Vrijzinnige verhalenavonden
Gust Verspeelt over Pol Dermul, abortus, Centrum voor Gezinsplanning en Seksuele Opvoeding, abortuskliniek
Gust Verspeelt: Vooraleer het Centrum voor Geboorteregeling en Seksuele Opvoeding in Brugge werd opgericht (er bestond reeds een CGSO in Gent), verzamelden Pol Dermul en ikzelf de aanvragen voor abortus. We hebben dat een aantal jaar gedaan, zodat een paar vrijzinnigen uit het Parket ons waarschuwden en zeiden: “Als een dief een keer steelt, heeft hij weinig kans om gevat te worden, maar als hij blijft stelen, wordt hij zeker gevat, dus jullie moeten daar mee stoppen.” Dat is de aanleiding geweest om een CGSO op te richten. Zogezegd om aan seksuele voorlichting te doen, maar in feite repareerden we televisies. Pol en ikzelf hadden afgesproken dat wanneer er een geval van abortus was en we telefonisch contact hadden, wij niet over abortus spraken, maar over een kapotte televisie die dringend hersteld moest worden. Waarom? Omdat de Rijkswacht – die op dat ogenblik onder het ministerie van Landsverdediging zat – een eigen politionele dienst had, los van het Parket – de bijzondere opsporingsbrigade (BOB).
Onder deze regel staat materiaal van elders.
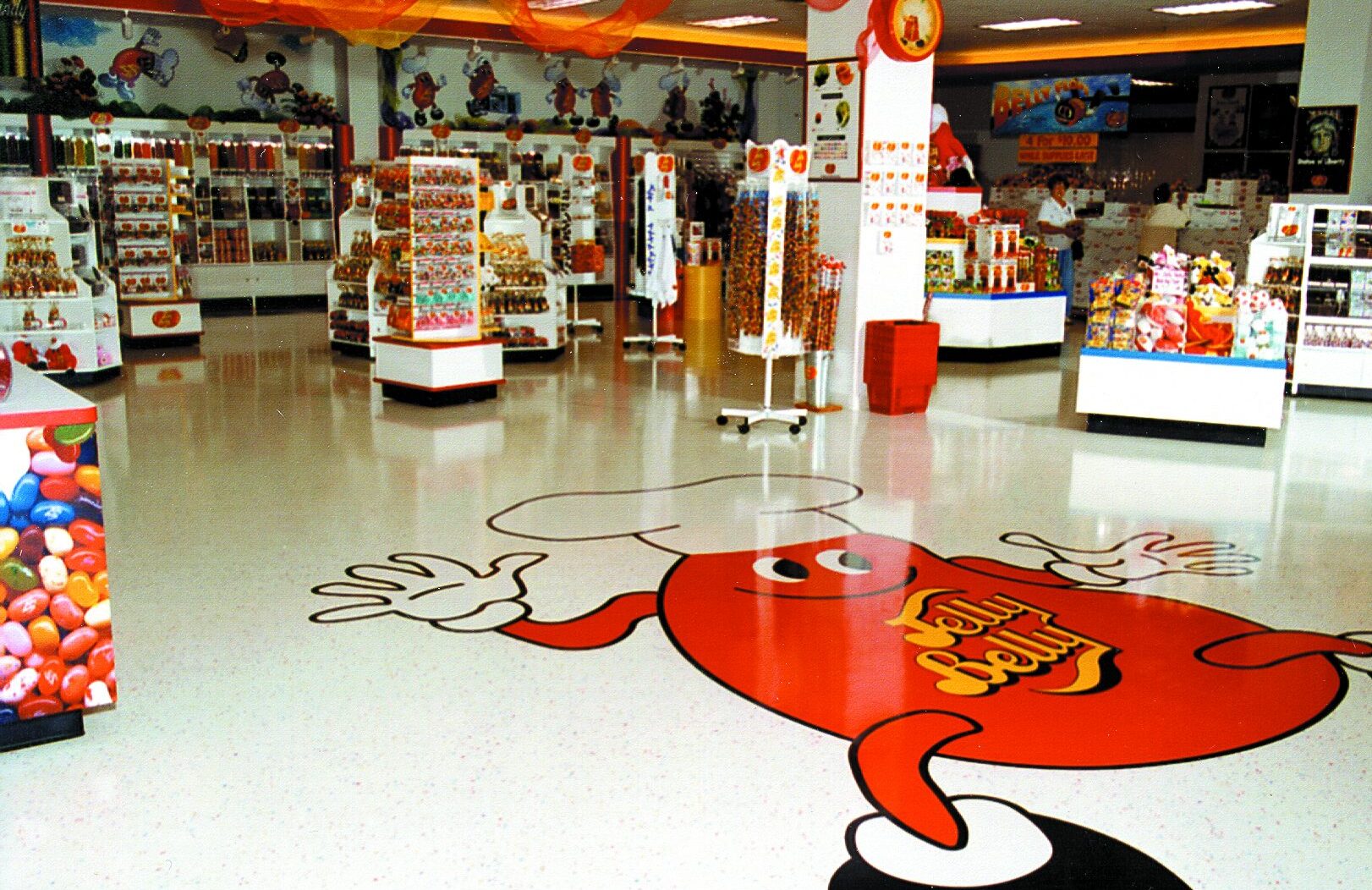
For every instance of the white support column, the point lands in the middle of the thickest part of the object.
(363, 74)
(1338, 72)
(877, 285)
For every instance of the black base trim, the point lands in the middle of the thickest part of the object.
(1223, 434)
(1334, 393)
(68, 724)
(998, 354)
(161, 343)
(534, 355)
(441, 398)
(359, 350)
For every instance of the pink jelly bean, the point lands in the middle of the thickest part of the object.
(48, 464)
(68, 614)
(14, 638)
(18, 686)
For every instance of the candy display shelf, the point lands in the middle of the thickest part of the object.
(1334, 335)
(238, 161)
(58, 315)
(357, 315)
(523, 300)
(47, 432)
(1199, 398)
(999, 327)
(145, 199)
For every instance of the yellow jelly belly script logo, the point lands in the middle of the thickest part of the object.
(979, 646)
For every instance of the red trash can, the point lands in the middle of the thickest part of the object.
(900, 365)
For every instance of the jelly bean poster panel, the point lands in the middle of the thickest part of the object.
(55, 646)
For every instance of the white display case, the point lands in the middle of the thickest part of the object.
(529, 318)
(1201, 398)
(1334, 338)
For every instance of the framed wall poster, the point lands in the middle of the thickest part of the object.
(1227, 118)
(833, 118)
(1323, 157)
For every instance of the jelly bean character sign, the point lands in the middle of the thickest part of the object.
(138, 61)
(563, 96)
(271, 91)
(55, 645)
(910, 656)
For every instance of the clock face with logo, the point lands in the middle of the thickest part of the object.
(908, 30)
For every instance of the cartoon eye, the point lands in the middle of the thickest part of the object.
(844, 561)
(780, 569)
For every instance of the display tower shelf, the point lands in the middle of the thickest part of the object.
(1334, 338)
(59, 311)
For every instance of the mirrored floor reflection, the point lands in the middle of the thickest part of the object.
(253, 746)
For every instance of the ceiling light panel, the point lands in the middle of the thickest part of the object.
(1029, 25)
(734, 21)
(1220, 6)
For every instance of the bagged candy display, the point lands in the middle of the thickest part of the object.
(1261, 327)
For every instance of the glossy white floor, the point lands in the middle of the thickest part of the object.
(255, 748)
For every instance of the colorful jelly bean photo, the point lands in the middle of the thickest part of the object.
(57, 651)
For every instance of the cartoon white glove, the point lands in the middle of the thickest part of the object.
(425, 587)
(1150, 554)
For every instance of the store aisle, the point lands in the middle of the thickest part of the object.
(254, 746)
Dat waren de mannen die bijvoorbeeld naar de voordrachten kwamen van HV, checkten wie daar was, wie die spreker was, hoeveel mensen er waren,… Ze maakten daar een rapport over, niet om over te maken aan het Parket, maar om gewoon in hun administratie te bewaren. De kans zat erin dat zij onze telefoon op een zeker ogenblik zouden aftappen. Vandaar dus de kapotte televisies. Dat kon niet blijven duren.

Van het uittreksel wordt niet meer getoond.